In addressing the matter of reciprocity, the first concern of GOA and Sen. Vitter is that it be done constitutionally and that it respects states’ rights.
Unlike another senate reciprocity measure, S. 388, Vitter’s bill does not establish “national standards” for concealed carry. It simply says that states that allow concealed carry must recognize the CCW permits of other states.
State driver’s licenses are recognized by other states through reciprocity, in a similar manner to concealed carry licenses, and through a series of compacts between the states meant to govern drivers licensing. The federal government has nothing to do with it.
I’ve said before, the only constitutional way I believe the federal government can force national concealed carry is to use its powers under the 14th amendment. Most bills I’ve seen so far rely on the herpes theory of the commerce clause, meaning since the gun once moved in interstate commerce, the federal government can forever regulate anything having to do with that product, even if the activity in question is wholly intrastate. While I’d love to see national concealed carry reciprocity, I don’t want to see it at the expense of furthering this deranged view of the commerce power.

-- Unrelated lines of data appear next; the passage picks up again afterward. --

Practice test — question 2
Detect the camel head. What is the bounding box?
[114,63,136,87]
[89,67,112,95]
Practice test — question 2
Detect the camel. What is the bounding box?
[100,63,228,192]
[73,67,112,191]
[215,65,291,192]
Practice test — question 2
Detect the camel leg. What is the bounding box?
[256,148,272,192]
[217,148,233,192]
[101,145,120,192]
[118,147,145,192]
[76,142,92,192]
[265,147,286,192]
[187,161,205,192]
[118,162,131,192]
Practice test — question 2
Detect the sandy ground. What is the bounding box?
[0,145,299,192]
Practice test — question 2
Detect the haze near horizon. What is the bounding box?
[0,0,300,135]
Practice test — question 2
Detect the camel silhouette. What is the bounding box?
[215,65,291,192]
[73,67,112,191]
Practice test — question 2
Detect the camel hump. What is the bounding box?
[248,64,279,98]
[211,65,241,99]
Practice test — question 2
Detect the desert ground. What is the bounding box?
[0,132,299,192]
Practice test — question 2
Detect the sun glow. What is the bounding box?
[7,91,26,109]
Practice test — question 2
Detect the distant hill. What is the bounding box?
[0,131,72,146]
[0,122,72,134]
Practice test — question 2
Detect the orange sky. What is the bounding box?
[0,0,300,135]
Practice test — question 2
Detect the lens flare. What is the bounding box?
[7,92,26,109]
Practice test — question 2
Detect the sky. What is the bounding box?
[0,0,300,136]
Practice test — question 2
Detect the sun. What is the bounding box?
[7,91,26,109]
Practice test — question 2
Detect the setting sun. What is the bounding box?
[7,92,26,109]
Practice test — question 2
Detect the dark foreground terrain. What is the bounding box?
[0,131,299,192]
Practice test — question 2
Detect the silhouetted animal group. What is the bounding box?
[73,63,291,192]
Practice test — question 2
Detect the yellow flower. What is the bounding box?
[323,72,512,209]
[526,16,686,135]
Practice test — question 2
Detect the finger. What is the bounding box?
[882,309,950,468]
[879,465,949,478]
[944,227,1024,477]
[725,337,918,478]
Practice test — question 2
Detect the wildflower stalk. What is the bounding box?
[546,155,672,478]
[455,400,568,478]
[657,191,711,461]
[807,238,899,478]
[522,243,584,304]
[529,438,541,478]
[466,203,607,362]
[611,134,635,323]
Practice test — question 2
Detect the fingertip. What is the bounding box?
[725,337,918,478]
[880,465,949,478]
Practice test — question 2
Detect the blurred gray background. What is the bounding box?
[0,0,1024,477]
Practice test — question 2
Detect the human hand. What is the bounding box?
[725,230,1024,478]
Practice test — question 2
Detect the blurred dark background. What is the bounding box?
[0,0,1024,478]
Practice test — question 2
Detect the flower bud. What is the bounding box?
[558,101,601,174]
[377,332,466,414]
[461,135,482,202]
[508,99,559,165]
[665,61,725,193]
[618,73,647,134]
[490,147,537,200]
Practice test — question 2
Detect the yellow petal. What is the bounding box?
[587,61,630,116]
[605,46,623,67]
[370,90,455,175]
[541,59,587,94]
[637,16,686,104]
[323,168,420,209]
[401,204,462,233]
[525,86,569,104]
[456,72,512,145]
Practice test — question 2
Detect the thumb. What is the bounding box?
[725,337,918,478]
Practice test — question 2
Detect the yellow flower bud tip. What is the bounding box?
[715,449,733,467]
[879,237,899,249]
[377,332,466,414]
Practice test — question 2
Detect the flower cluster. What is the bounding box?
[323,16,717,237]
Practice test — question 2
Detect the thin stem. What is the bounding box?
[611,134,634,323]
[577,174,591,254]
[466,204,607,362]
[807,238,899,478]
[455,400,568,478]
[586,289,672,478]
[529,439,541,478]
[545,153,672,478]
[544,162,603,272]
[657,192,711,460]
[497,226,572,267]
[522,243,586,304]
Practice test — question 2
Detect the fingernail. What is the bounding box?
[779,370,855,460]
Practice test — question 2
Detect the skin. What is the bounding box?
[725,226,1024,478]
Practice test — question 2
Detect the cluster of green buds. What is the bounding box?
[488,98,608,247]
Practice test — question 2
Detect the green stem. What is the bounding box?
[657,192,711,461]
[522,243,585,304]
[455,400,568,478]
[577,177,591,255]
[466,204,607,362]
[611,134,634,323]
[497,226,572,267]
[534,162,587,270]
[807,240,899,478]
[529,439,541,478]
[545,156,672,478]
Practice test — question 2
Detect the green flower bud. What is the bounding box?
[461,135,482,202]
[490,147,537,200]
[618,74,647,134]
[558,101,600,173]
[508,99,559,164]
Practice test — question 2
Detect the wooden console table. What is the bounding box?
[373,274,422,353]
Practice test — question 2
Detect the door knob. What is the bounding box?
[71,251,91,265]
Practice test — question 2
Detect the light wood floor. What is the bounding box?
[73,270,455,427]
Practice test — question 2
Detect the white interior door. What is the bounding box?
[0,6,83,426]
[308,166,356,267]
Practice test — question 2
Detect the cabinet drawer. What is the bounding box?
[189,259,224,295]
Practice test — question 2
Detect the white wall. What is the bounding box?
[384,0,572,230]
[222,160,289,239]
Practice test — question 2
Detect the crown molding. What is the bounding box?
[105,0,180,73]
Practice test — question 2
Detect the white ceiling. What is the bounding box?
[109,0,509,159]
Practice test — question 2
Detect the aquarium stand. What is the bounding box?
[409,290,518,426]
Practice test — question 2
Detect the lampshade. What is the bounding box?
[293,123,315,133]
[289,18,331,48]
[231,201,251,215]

UPDATE: Is it wrong of me to point out the irony of a “no compromise” gun group getting behind a bill that’s absolutely a compromise?  I mean, if we have a second amendment right to carry a gun in any manner we please without asking for government permission, then supporting a bill that would allow the licensing system to stand, and allow Illinois and Wisconsin to continue to violate our rights would be a compromise, wouldn’t it?
I eagerly await an explanation from Larry Pratt about how this incrementalist approach is anything other than a sell out.